Mayor Sam Sullivan and the Non-Partisan Association have rejected pleas for more new social housing by 2010. Critics warn that Thursday night's decision by Vancouver City Council assures that homeless Canadians will outnumber athletes at the Vancouver 2010 Olympic Winter Games.
"Homelessness is going to get a lot worse in this city, and the NPA is fully responsible," said City Councillor David Cadman, who represents the opposing Council of Progressive Electors (COPE).
In a series of 6-5 votes, the NPA strong-armed Vancouver City Council into approving a misleading report drafted in the office of Housing Minister Rich Coleman and approved by the organizers of the 2010 games (VANOC). The report, awkwardly titled the Joint Partner Response to the Inner-City Inclusive Commitments (ICI) Housing Table Report, asserts that the housing recommendations developed for VANOC are "not binding."

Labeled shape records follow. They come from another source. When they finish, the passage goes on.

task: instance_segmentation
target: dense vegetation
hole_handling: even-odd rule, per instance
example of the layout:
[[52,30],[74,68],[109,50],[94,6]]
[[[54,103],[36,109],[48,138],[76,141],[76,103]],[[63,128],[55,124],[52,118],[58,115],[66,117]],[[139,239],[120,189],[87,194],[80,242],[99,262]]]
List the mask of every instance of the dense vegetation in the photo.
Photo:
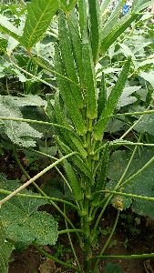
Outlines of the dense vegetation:
[[[72,272],[99,272],[102,259],[127,258],[106,255],[121,211],[154,219],[154,25],[147,11],[154,2],[134,0],[125,15],[125,1],[6,2],[0,5],[0,155],[14,156],[24,179],[0,175],[1,271],[8,272],[13,250],[33,245]],[[53,168],[55,177],[37,183]],[[98,248],[110,205],[117,216]],[[74,262],[45,248],[65,234]],[[154,254],[128,258],[141,257]]]

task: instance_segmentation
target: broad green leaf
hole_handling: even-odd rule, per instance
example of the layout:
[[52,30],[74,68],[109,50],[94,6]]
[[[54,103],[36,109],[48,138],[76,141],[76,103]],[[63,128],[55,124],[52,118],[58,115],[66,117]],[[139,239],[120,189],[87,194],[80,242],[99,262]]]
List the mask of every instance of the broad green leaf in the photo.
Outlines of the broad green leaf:
[[139,76],[144,78],[147,82],[151,84],[152,87],[154,88],[154,72],[141,72]]
[[108,9],[108,7],[111,1],[112,0],[103,0],[102,1],[102,4],[101,4],[101,13],[102,13],[102,15],[104,15],[105,11]]
[[154,114],[145,115],[141,120],[134,126],[139,133],[149,133],[154,136]]
[[108,123],[109,116],[113,114],[114,109],[118,104],[118,101],[122,94],[123,88],[125,86],[126,81],[128,79],[128,72],[130,67],[130,59],[125,64],[120,76],[112,88],[112,91],[108,99],[107,105],[102,111],[99,120],[95,126],[94,137],[95,139],[101,139],[104,129]]
[[3,15],[0,15],[0,31],[11,35],[15,40],[20,41],[20,31]]
[[5,231],[0,218],[0,272],[8,273],[8,262],[14,246],[6,240]]
[[[134,1],[135,2],[135,1]],[[138,1],[137,5],[134,5],[133,12],[139,13],[145,8],[154,5],[154,0],[147,1],[147,0],[140,0]]]
[[79,76],[79,83],[81,86],[84,86],[84,68],[82,65],[82,43],[79,35],[79,28],[78,28],[78,20],[75,11],[73,10],[69,15],[67,16],[69,34],[72,41],[73,46],[73,54],[76,62],[76,66],[78,72]]
[[27,3],[27,15],[21,43],[27,50],[41,40],[58,8],[58,1],[33,0]]
[[104,40],[105,37],[108,35],[108,33],[112,30],[117,23],[117,20],[119,17],[119,14],[121,13],[122,5],[124,5],[124,0],[119,1],[117,6],[112,10],[109,18],[108,19],[107,23],[105,24],[102,31],[101,31],[101,37]]
[[121,47],[121,51],[123,52],[124,56],[128,58],[129,56],[132,57],[132,59],[135,59],[135,56],[132,53],[132,50],[128,48],[128,46],[126,46],[123,43],[118,43],[118,46]]
[[60,8],[66,13],[69,13],[77,5],[77,0],[60,0]]
[[[147,59],[147,60],[145,60],[145,61],[142,61],[142,62],[134,62],[135,63],[135,68],[136,69],[139,69],[139,68],[140,68],[140,67],[142,67],[142,66],[147,66],[147,65],[151,65],[151,66],[153,66],[153,64],[154,64],[154,56],[153,56],[153,58],[151,57],[151,58],[149,58],[149,59]],[[149,72],[149,74],[150,74],[150,72]],[[153,86],[154,86],[154,81],[153,81]]]
[[98,62],[100,48],[100,4],[99,0],[88,0],[90,17],[90,40],[94,64]]
[[123,106],[126,106],[128,105],[133,104],[135,101],[137,101],[137,98],[135,96],[132,96],[131,95],[136,92],[139,91],[141,86],[128,86],[125,87],[119,100],[117,104],[117,108],[119,109]]
[[[8,181],[0,177],[0,187],[5,190],[15,190],[20,186],[17,181]],[[22,191],[33,195],[26,189]],[[36,195],[36,194],[35,194]],[[0,195],[1,198],[5,196]],[[55,245],[57,240],[57,223],[53,217],[38,207],[45,200],[15,197],[1,207],[1,220],[6,238],[15,244],[28,247],[34,241],[39,245]]]

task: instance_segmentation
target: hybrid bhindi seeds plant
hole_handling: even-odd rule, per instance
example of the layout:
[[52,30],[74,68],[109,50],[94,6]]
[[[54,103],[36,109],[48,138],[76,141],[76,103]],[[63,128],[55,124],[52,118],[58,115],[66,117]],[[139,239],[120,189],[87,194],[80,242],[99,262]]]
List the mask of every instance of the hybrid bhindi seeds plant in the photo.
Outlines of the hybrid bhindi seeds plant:
[[[103,258],[127,258],[127,256],[106,255],[120,211],[131,206],[135,212],[154,218],[151,212],[154,197],[149,190],[154,183],[153,144],[141,142],[142,131],[136,129],[138,126],[141,126],[145,117],[153,118],[152,98],[147,111],[117,113],[118,102],[133,71],[131,56],[123,61],[124,65],[109,93],[107,76],[102,72],[99,81],[97,74],[97,66],[110,46],[132,22],[139,20],[141,13],[153,1],[132,1],[131,10],[126,15],[121,14],[125,1],[119,1],[115,8],[109,9],[110,2],[104,0],[100,5],[98,0],[33,0],[26,7],[23,6],[26,13],[22,30],[10,23],[5,15],[0,15],[2,58],[8,63],[8,67],[18,71],[18,75],[21,73],[48,88],[46,98],[44,94],[40,96],[33,94],[17,97],[11,95],[0,96],[0,134],[11,143],[16,163],[27,178],[27,182],[21,185],[21,181],[8,181],[4,176],[0,177],[0,265],[3,273],[8,272],[12,250],[16,246],[27,248],[29,245],[34,245],[40,253],[72,272],[99,272],[99,261]],[[54,43],[52,63],[36,55],[35,46],[45,35],[55,15],[58,33]],[[15,44],[11,53],[7,50],[10,36]],[[29,72],[20,66],[16,52],[21,48],[31,65],[51,75],[50,82],[35,74],[36,68],[34,73],[34,70]],[[28,106],[39,108],[43,119],[26,118],[24,113],[28,111]],[[109,140],[106,129],[115,116],[136,116],[137,119],[119,138]],[[138,132],[136,138],[132,141],[123,139],[135,130]],[[45,132],[52,133],[52,144],[57,146],[56,157],[50,155],[50,147],[46,147],[46,152],[40,149],[38,139],[45,136]],[[144,146],[147,147],[143,148]],[[121,157],[120,147],[128,149],[128,157],[121,172],[115,175],[112,168],[118,161],[118,155]],[[140,147],[143,160],[139,163],[138,150]],[[51,165],[31,178],[17,156],[20,149],[30,149],[47,157]],[[63,167],[63,172],[58,165]],[[64,198],[47,196],[36,182],[53,167],[64,180]],[[32,183],[38,193],[26,189]],[[64,208],[59,206],[60,203]],[[64,218],[65,230],[58,230],[57,222],[50,214],[38,210],[45,204],[51,204]],[[96,251],[99,223],[110,204],[117,209],[115,223],[103,248]],[[72,223],[68,217],[67,207],[77,211],[77,223]],[[68,236],[76,260],[74,265],[51,256],[43,248],[45,245],[55,245],[58,235],[63,233]],[[71,233],[77,236],[83,254],[82,263],[76,253]],[[154,257],[154,254],[144,255]],[[140,257],[132,253],[128,258]]]

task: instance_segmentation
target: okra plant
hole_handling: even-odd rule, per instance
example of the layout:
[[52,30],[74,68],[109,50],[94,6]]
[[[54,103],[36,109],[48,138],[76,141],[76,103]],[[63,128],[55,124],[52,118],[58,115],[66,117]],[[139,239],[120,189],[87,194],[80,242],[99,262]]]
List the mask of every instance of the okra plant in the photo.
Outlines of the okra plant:
[[[10,253],[17,244],[23,244],[24,247],[33,244],[46,257],[75,272],[98,272],[99,261],[103,258],[127,258],[126,256],[112,257],[105,254],[120,211],[131,206],[139,214],[154,218],[150,209],[154,201],[152,191],[148,191],[147,184],[144,184],[143,188],[140,186],[140,180],[150,173],[149,185],[153,187],[153,144],[141,142],[143,131],[139,128],[142,123],[146,126],[148,117],[151,121],[150,126],[154,123],[152,99],[147,111],[117,113],[118,102],[133,66],[131,56],[125,60],[109,94],[105,74],[102,72],[101,82],[98,82],[96,69],[108,48],[132,22],[139,20],[141,13],[153,1],[134,0],[131,10],[126,15],[121,14],[125,1],[119,1],[113,10],[109,9],[110,2],[112,1],[104,0],[100,4],[98,0],[32,0],[26,4],[26,23],[22,30],[0,15],[0,43],[3,57],[9,64],[9,69],[18,69],[21,73],[36,78],[50,90],[46,100],[33,95],[22,97],[9,95],[0,96],[0,133],[12,144],[15,160],[27,177],[27,182],[22,186],[19,181],[11,182],[3,176],[0,177],[0,262],[3,273],[7,272]],[[55,15],[57,17],[58,35],[55,42],[53,66],[49,60],[36,56],[34,47],[45,35]],[[11,54],[6,50],[8,37],[15,43]],[[25,50],[25,54],[39,69],[50,73],[56,85],[21,67],[15,58],[16,46]],[[24,107],[27,106],[39,107],[44,118],[24,118]],[[106,128],[110,119],[123,116],[135,116],[131,126],[118,139],[108,140]],[[47,130],[52,132],[53,142],[57,145],[57,157],[49,154],[50,147],[48,152],[46,149],[46,153],[39,150],[39,142],[36,139],[41,138]],[[124,140],[131,131],[138,132],[135,134],[137,140]],[[36,148],[32,148],[36,145]],[[142,149],[144,146],[148,147]],[[118,155],[122,153],[120,147],[134,148],[128,151],[129,159],[125,161],[119,174],[114,176],[112,168],[118,161]],[[140,153],[146,157],[139,164],[138,148],[140,147]],[[17,149],[21,148],[31,149],[49,157],[51,165],[31,178],[19,161]],[[59,170],[58,164],[63,167],[63,173]],[[69,192],[69,195],[66,194],[65,199],[46,196],[35,182],[53,167],[62,176],[65,187]],[[31,183],[36,187],[38,194],[26,189]],[[29,207],[26,207],[27,203]],[[46,203],[54,206],[64,217],[65,230],[57,230],[57,223],[51,215],[37,211]],[[59,203],[64,204],[64,210],[61,206],[58,207]],[[117,217],[103,248],[96,255],[100,219],[110,204],[117,209]],[[78,223],[72,223],[66,207],[77,212]],[[83,253],[82,264],[73,246],[72,232],[76,233]],[[56,244],[58,235],[63,233],[67,233],[76,265],[58,260],[43,248],[44,245]],[[128,258],[140,257],[142,256],[132,254]],[[154,257],[154,254],[144,254],[144,257]]]

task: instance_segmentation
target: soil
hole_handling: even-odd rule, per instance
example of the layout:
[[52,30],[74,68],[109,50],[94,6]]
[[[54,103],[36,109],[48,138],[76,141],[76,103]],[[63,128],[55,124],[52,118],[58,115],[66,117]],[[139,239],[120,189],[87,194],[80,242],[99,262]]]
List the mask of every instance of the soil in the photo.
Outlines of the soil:
[[[5,155],[1,156],[0,173],[7,175],[8,179],[21,178],[22,173],[18,168],[14,157],[10,152],[5,152]],[[20,156],[22,160],[23,155]],[[41,183],[46,183],[48,179],[48,176],[54,176],[54,172],[44,176]],[[47,211],[49,208],[46,208]],[[100,223],[100,229],[102,233],[108,233],[108,227],[112,227],[116,217],[116,209],[109,207],[104,215],[104,217]],[[54,213],[55,214],[55,213]],[[123,212],[122,212],[123,214]],[[129,217],[128,217],[129,216]],[[71,214],[72,220],[77,221],[77,216],[74,213]],[[131,212],[130,209],[124,212],[124,217],[120,217],[119,223],[117,227],[116,233],[112,238],[112,246],[108,248],[106,252],[107,255],[131,255],[131,254],[142,254],[142,253],[154,253],[154,221],[148,218],[139,217]],[[128,218],[129,221],[128,221]],[[138,222],[138,223],[137,223]],[[60,224],[61,225],[61,224]],[[134,228],[132,229],[132,228]],[[60,228],[59,228],[60,229]],[[99,245],[104,246],[108,234],[104,233],[99,236]],[[67,236],[60,237],[60,243],[64,248],[68,248],[68,241]],[[77,252],[79,253],[78,246],[74,239],[75,248]],[[45,247],[45,250],[50,254],[59,251],[58,248],[50,247]],[[96,253],[98,250],[96,249]],[[64,254],[64,260],[68,260],[72,258],[70,253]],[[82,258],[81,258],[82,260]],[[107,263],[118,263],[121,267],[121,272],[131,272],[131,273],[154,273],[154,259],[118,259],[103,260],[100,263],[99,272],[104,273],[104,266]],[[23,252],[14,251],[11,257],[9,264],[8,273],[74,273],[71,270],[67,270],[61,268],[58,264],[46,259],[40,253],[36,251],[33,247],[29,247]],[[109,271],[108,271],[109,272]],[[118,273],[117,269],[110,271],[111,273]],[[2,272],[3,273],[3,272]]]

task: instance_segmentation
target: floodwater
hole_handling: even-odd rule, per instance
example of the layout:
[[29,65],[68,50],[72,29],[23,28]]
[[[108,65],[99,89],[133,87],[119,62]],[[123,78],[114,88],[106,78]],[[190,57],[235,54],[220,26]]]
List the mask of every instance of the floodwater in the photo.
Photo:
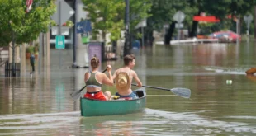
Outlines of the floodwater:
[[[256,67],[254,41],[135,50],[144,85],[189,88],[191,98],[146,88],[145,112],[101,117],[80,116],[79,101],[69,94],[84,86],[88,69],[70,68],[72,50],[61,59],[59,52],[52,49],[50,67],[31,78],[28,62],[21,77],[1,71],[0,135],[256,135],[256,77],[244,73]],[[118,68],[122,61],[107,63]]]

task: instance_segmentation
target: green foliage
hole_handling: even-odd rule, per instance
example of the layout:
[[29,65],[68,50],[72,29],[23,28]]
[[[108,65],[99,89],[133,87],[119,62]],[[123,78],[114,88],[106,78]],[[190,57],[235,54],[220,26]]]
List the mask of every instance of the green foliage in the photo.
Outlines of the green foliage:
[[151,0],[130,0],[130,31],[135,30],[135,26],[140,21],[152,16],[149,12],[151,7]]
[[34,0],[28,13],[26,2],[0,0],[0,45],[7,45],[12,38],[17,44],[29,42],[48,30],[50,16],[55,12],[52,0]]
[[[121,38],[121,31],[125,29],[125,1],[83,0],[83,2],[86,5],[83,9],[89,12],[88,18],[92,22],[93,37],[102,31],[103,38],[107,33],[111,34],[112,41]],[[135,30],[135,27],[140,21],[149,16],[148,12],[150,7],[150,0],[130,0],[130,30],[131,31]]]

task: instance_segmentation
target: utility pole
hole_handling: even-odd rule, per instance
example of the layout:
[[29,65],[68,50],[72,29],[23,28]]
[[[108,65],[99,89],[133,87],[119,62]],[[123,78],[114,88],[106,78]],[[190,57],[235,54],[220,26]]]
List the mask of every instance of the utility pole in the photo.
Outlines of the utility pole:
[[254,39],[256,40],[256,6],[254,7]]
[[129,7],[129,0],[126,0],[126,41],[124,47],[124,56],[130,54]]

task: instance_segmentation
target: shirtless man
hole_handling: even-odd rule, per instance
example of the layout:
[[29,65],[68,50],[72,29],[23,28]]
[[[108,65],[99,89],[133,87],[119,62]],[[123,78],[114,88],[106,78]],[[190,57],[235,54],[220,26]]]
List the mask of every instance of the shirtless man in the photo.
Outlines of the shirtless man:
[[[140,80],[139,79],[136,72],[135,72],[134,70],[132,70],[132,68],[135,67],[135,57],[134,55],[126,55],[124,58],[124,63],[125,66],[123,68],[121,68],[115,71],[115,73],[113,75],[113,79],[115,80],[115,83],[116,83],[116,88],[118,92],[116,93],[116,96],[119,96],[120,98],[127,98],[127,97],[130,97],[132,99],[135,99],[137,98],[137,95],[132,91],[131,90],[131,82],[132,82],[132,79],[134,78],[135,80],[135,82],[137,82],[137,87],[142,87],[142,83],[140,82]],[[121,81],[123,78],[124,80],[126,80],[125,77],[119,77],[118,75],[121,73],[127,73],[127,77],[129,77],[129,80],[130,81],[124,81],[124,82],[126,82],[126,86],[124,87],[120,87],[120,86],[118,85],[119,81]],[[121,78],[121,79],[118,79],[118,78]]]

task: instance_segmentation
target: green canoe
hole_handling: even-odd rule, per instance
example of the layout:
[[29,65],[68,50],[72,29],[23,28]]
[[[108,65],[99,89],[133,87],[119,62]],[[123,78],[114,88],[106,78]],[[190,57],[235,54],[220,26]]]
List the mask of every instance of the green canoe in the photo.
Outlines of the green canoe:
[[113,115],[142,111],[145,110],[146,103],[145,88],[140,88],[134,91],[137,93],[138,99],[99,101],[81,97],[81,115]]

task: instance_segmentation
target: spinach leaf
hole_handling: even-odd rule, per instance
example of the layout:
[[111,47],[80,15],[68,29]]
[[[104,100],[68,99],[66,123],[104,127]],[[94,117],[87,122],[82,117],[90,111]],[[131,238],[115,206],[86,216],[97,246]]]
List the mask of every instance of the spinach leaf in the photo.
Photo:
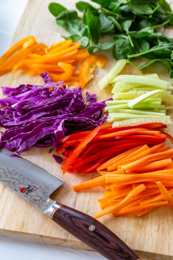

NPA councillors Suzanne Anton, Elizabeth Ball, Kim Capri, Peter Ladner and B.C. Lee also voted in lock-step with Mayor Sam Sullivan to defeat motions introduced by Vision Vancouver and COPE requesting an emergency meeting with federal and provincial housing ministers.
'Huge things'
"We don't need this motion," Sullivan said. "We are working on a lot of things ... Huge things." The mayor did not provide details.
"Sullivan hasn't delivered anything," responded Councillor Cadman. "He claims credit for social housing at Woodward's in spite of the fact that he voted against it. He claims credit for social housing at Southeast False Creek in spite of the fact that his first action as mayor was to slash social housing at that site. He claims credit for the SRO rooms purchased by the province, even though Minister Coleman has plainly said the city had nothing to do with that purchase."
The Non-Partisan Alliance's party-line votes came after a half-day of passionate public testimony, in which Vancouver citizens implored council to reject VANOC's draft report and invite senior governments to a sit-down. Mayor Sullivan rolled out of council chambers during the second speaker, and remained missing-in-action for the remaining four hours of public testimony.
One of the many presentations that Sullivan refused to hear was a plan presented by Pivot Legal Society under which new homeless housing could be paid for out of existing provincial, city and VANOC funds. Pivot and 2010 Watch released documents on Thursday that they say show the city will earn $64.5 million from development of the Olympic Village, which is now under construction at Southeast False Creek.
'No time to walk away'
Sullivan and his obedient NPA vote also defied an editorial in The Vancouver Sun, which stated, "2010 housing promises must be honoured."
The June 26 editorial was uncharacteristically blunt: "...this is no time for the Olympic partners to walk away from promises made. Many of the housing commitments were key to gaining community support for the Games, and they must be honoured."
Vision Vancouver and COPE councillors warned that since it takes a minimum of two years to develop social housing, Thursday night's vote was probably the last chance this council would get to address Olympic homelessness.
"In all likelihood there will be a strike," Cadman said. "That will place a hiatus on everything. And that hiatus will effectively delay action on housing until the fall. At that point, it will simply be too late to develop, permit and build new social housing in time for the 2010 Olympics."
"I don't want to give up hope until the day before the opening ceremonies," said David Eby, a housing activist and staff lawyer at Pivot Legal Society. "But I'm getting a sinking feeling that the streets of Vancouver are going to look a lot worse when the Olympics arrive."
UN's harsh view of Vancouver
Any doubt that the world is watching was erased by a top-of-page-one headline in Thursday's The Vancouver Sun, which declared "Vancouver a scarred paradise." The Sun report described Vancouver as "a city with staggering wealth and soul-crushing poverty." The article cited a report by the United Nations Population Fund stating that the Downtown Eastside "is home to a hepatitis C (HCV) rate of just below 70 per cent and an HIV prevalence rate of an estimated 30 per cent -- the same as Botswana's."
Another high-profile report issued this week seemed to predict the NPA's failure to act. Shelter: Homelessness in a Growth Economy was written by Gordon Laird and published by the Alberta-based Sheldon Chumir Foundation. The report estimated that as many as 300,000 Canadians are already homeless, at a cost to taxpayers of between $4.5 and $6 billion every year.
"Canadian governments," Laird wrote, "have focused more on short-term crisis management over long-term strategic investment. Their response to homelessness over the last decade has sometimes bordered on outright neglect. In practical terms, absenteeism on housing and homelessness has exacerbated efforts to reduce poverty in Canada."